“The first real insights into where we stand on Gov 2.0?” Really? Are Govloop and the staff of the Dorobek INSIDER being serious? From a n=100 survey of government IT professionals? Think back to a similar survey of IT pros in 2010. There’s also a large community of people around the country who believe they’ve been sharing “real insight” into the area for years, including many readers and contributors at Radar or Govfresh know, along with, it’s worth noting, Govloop itself.
Look at the press release, which describes “Gov 2.0” as “the use of technology to make government an open platform that allows for greater innovation.” That’s concise and accurately describes the thinking and desired outcome, though it bears more explanation. Here’s a concrete example of how government, data and a public-private partnership led to a better outcome: Gov 2.0 is putting SEC data online in 1993.
Now look at this survey. Do these questions about the “top gov 2.0” tools asked of government IT pros — with answers that include social networks and video sharing — really measure anything related to open platforms? Those are activities that enable generative activity, like third parties building better interfaces for government using mobile applications. What about the status of implementing platforms?
The top takeaways from the release are that IT pros are concerned about security and budgets. Honestly, that’s a headline that’s been more or less true for the last decade.

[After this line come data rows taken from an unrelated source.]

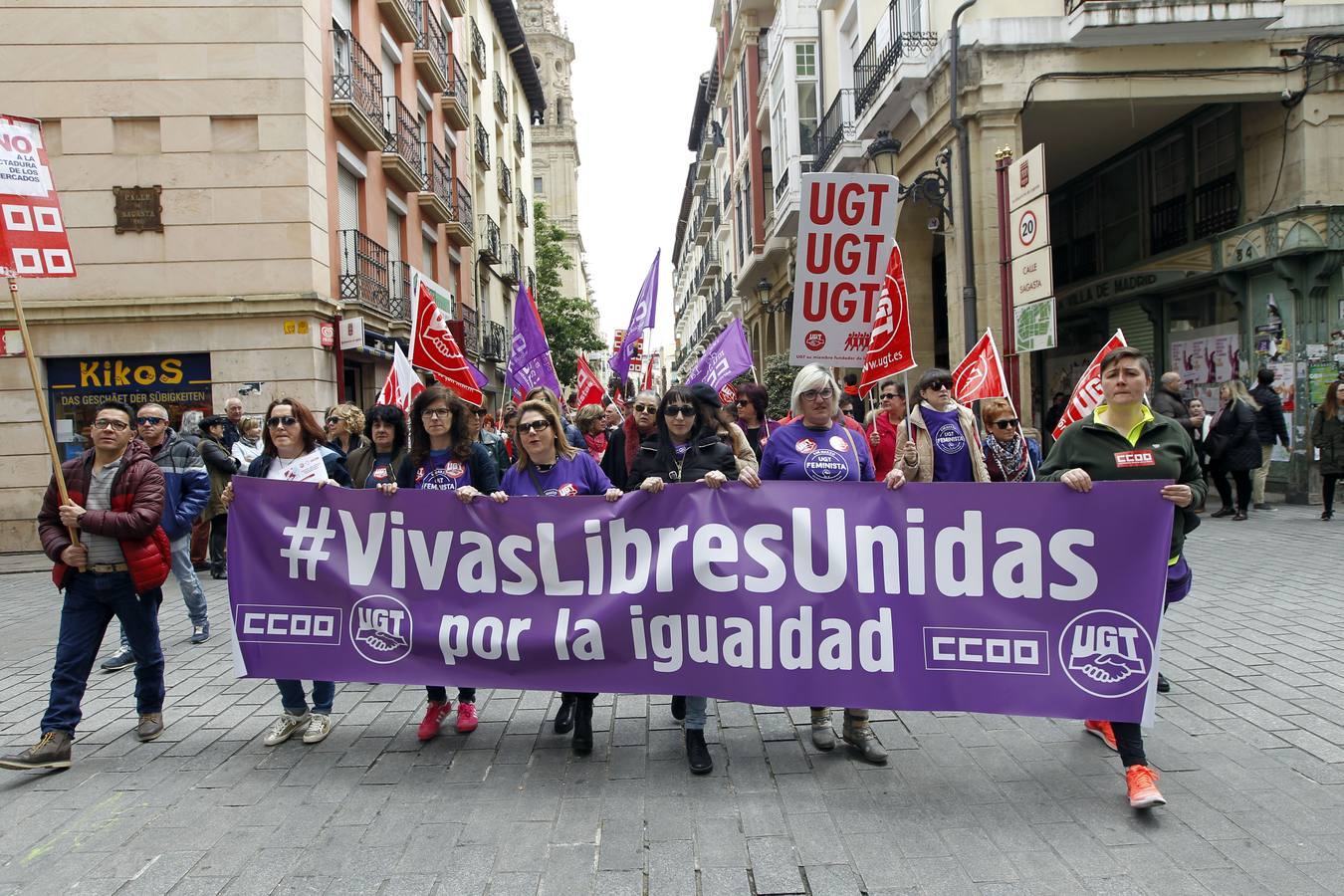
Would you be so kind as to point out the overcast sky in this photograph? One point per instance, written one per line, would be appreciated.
(636, 69)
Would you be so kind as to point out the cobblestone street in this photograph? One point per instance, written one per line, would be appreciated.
(1248, 742)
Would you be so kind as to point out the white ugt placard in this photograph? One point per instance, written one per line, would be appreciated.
(845, 230)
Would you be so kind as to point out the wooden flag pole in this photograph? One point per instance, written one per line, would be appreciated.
(42, 403)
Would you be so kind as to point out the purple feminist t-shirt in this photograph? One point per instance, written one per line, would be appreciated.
(568, 477)
(951, 453)
(795, 452)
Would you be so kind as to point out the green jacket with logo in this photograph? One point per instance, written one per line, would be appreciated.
(1109, 457)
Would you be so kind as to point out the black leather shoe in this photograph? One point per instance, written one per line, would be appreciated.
(696, 754)
(582, 742)
(564, 716)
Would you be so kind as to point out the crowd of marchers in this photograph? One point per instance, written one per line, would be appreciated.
(141, 491)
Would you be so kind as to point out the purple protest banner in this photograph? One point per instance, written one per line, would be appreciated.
(1027, 599)
(726, 357)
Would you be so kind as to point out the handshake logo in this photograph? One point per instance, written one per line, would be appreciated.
(380, 627)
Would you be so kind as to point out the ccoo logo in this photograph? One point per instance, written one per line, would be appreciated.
(1106, 653)
(380, 627)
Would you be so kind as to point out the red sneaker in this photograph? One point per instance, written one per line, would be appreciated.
(1102, 730)
(434, 716)
(465, 718)
(1143, 787)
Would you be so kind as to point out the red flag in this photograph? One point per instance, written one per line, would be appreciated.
(402, 384)
(588, 387)
(980, 373)
(1087, 392)
(434, 348)
(889, 348)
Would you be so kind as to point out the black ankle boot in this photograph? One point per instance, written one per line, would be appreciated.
(564, 718)
(696, 754)
(582, 742)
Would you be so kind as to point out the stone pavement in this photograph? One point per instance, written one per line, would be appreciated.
(1248, 743)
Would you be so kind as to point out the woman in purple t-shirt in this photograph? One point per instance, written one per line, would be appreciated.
(549, 466)
(816, 448)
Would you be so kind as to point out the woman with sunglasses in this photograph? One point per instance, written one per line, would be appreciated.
(937, 442)
(1009, 454)
(686, 449)
(549, 466)
(292, 450)
(817, 448)
(445, 458)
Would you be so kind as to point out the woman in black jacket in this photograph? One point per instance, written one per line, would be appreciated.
(684, 450)
(1233, 449)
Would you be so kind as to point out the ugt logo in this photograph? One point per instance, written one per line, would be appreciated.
(380, 627)
(1106, 653)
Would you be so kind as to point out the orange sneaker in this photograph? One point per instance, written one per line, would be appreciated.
(1101, 730)
(1143, 787)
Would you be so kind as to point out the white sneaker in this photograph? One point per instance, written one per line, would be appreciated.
(283, 729)
(319, 726)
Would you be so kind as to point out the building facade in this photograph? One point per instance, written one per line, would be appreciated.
(296, 160)
(1194, 196)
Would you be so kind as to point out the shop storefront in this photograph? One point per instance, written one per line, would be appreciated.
(77, 385)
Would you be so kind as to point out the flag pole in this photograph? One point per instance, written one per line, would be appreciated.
(42, 403)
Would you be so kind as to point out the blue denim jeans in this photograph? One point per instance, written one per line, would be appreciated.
(187, 580)
(91, 602)
(292, 696)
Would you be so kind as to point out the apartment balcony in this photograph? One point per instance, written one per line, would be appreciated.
(483, 145)
(456, 101)
(500, 96)
(399, 19)
(1095, 23)
(402, 150)
(488, 250)
(477, 50)
(356, 103)
(364, 277)
(436, 196)
(494, 341)
(432, 50)
(460, 219)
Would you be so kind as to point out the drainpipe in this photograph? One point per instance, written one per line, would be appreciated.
(968, 250)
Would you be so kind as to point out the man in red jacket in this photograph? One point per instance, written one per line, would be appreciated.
(115, 503)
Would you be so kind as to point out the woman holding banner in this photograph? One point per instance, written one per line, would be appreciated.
(445, 458)
(1122, 439)
(686, 449)
(292, 450)
(550, 466)
(938, 441)
(816, 448)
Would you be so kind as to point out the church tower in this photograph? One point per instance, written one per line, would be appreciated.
(556, 150)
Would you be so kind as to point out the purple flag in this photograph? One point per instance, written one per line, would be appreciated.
(641, 319)
(728, 356)
(936, 596)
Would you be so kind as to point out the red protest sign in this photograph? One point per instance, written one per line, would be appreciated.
(844, 234)
(33, 231)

IT pros think tablets are useful? OK. That mobile devices have a positive impact? OK, interesting, considering security concerns about data breaches from unencrypted devices. (See lost laptops over the last decade.)
Adopting new technology from IT enterprise vendors isn’t a bad thing, of course, particularly new “solutions” enable more productivity, efficiency or cost savings. All three of those issues are a continuing problem in the gap between government IT and the private sector.
I saw no questions, however, in the survey about open data, collective intelligence, challenges to maintaining platforms, ToS, SLAs, privacy or the digital/data divide, all of which have come up repeatedly in my conversations about government as a platform (Gov 2.0, as described in the release) over the past three years.
If any digital media organization is going to talk about what Gov 2.0 is, how it’s going and where it stands, I’d start there. Unfortunately, this reads to me like a survey of government IT pro priorities, with “Gov 2.0 tools” inserted into the question each time. The more relevant term, in that context, may be government IT marketing 2.0.